Hsu Puts the Brain's Decision-Making Processes Under the fMRI Spotlight
Ming Hsu likes to present people with tough choices. For example:
Which of two coins - one that is perfectly balanced or one that has an unknown bias in favor of either heads or tails - would you pick to best enhance your chances in a coin flip? Your answer on this one most likely reflects how you also make certain investment decisions.
After looking at photos and reading biographies of children living at a real-life children's home in Africa you are asked to decide how to allocate food to them. Don't expect to feel entirely good about your charity, however. Hsu set up the experiment so test subjects have to choose between giving a set number of meals to one child or giving fewer meals, but to more children.
The coin question relates to what is called the Ellsberg Paradox, which has to do with aversion to ambiguity in decision-making, while the children's home dilemma came from an experiment Hsu ran while at Caltech using functional Magnetic Resonance Imaging (fMRI) to study how the brain functions during moral decision-making. As it turns out the odds in the coin flip are the same no matter which one you choose and the children's home gained a lump sum donation for food at study's end. What Hsu gained was insight into how the human brain works when asked to make difficult choices involving primal issues like risk/reward and morality.
"Behavioral economics is sort of a fusion of psychology and economics, and neuroeconomics brings in neuroscience as well." - Ming Hsu
Hsu's area of study is neuroeconomics, which is a combination of neuroscience and economics and a subset of behavioral economics. Hsu, who has a Ph.D. in Social Sciences from Caltech, is currently a Beckman Fellow and he will be joining the faculty of the Department of Economics at Illinois in the fall as an assistant professor.
"It's combining neuroscience and economics," Hsu said of his field. "Traditionally economics is formal models of decision-making, and some of it is from real-world data. Behavioral economics is sort of a fusion of psychology and economics, and neuroeconomics brings in neuroscience as well."

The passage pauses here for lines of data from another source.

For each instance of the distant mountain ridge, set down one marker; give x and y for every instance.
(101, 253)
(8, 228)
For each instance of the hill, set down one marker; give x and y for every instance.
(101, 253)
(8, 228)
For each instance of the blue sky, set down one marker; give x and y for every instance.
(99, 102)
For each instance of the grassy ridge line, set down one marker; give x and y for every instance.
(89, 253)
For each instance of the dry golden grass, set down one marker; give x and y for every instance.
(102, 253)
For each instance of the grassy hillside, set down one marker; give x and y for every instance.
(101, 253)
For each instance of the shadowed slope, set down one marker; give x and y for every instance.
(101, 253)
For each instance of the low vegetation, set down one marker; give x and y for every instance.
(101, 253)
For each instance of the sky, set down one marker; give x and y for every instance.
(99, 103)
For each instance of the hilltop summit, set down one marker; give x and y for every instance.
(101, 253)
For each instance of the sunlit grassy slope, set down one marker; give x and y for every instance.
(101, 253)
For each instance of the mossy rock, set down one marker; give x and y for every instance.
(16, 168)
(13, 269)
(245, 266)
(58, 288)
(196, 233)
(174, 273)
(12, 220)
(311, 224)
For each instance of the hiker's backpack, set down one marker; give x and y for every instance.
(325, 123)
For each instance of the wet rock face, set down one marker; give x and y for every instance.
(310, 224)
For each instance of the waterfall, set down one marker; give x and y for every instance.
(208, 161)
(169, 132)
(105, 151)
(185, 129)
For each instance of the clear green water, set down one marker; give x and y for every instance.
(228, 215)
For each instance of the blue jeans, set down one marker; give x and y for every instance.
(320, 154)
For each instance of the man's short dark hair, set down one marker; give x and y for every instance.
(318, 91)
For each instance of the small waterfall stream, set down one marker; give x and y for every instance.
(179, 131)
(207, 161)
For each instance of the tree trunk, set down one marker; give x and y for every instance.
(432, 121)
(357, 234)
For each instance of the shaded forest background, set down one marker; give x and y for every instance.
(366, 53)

Neuroeconomics is a cutting edge field in a discipline, economics, with a history of being slow to adapt to new ideas (using fMRI techniques to study economic decisions is less than a decade old). Nevertheless, and not surprisingly, the idea of looking at the brain as it deliberates questions like how to distribute food to needy children or how to invest one's money has drawn a national spotlight. Hsu's work at Caltech has been written about in the Wall Street Journal and was featured in a recent episode of the PBS science show Curious, aired nationally on Jan. 24.
That show focused on the experiment run by Hsu and his colleagues at Caltech involving the Canaan's Children's Home in Uganda. Test subjects were put into a headscanning magnet and made donation decisions by pushing one of four colored buttons to move a ball on a screen to one of the donation options. Hsu calls it a distributive justice experiment.
"They have a decision whether to donate more money in total to the kids or to be more equitable in their distribution," Hsu said. "So you can imagine 'I can give 24 meals to one kid or 10 each to two.' In one case you are giving more in the sum and then the second case you are being more equitable and you are giving to more kids, but the total is less."
Hsu said they varied the donations so that there was a tension between being equitable and donating the largest amount possible to the children.
"We can vary these numbers to see what your aversion to inequity is and see what brain areas are responding to issues of equity and efficiency," he said.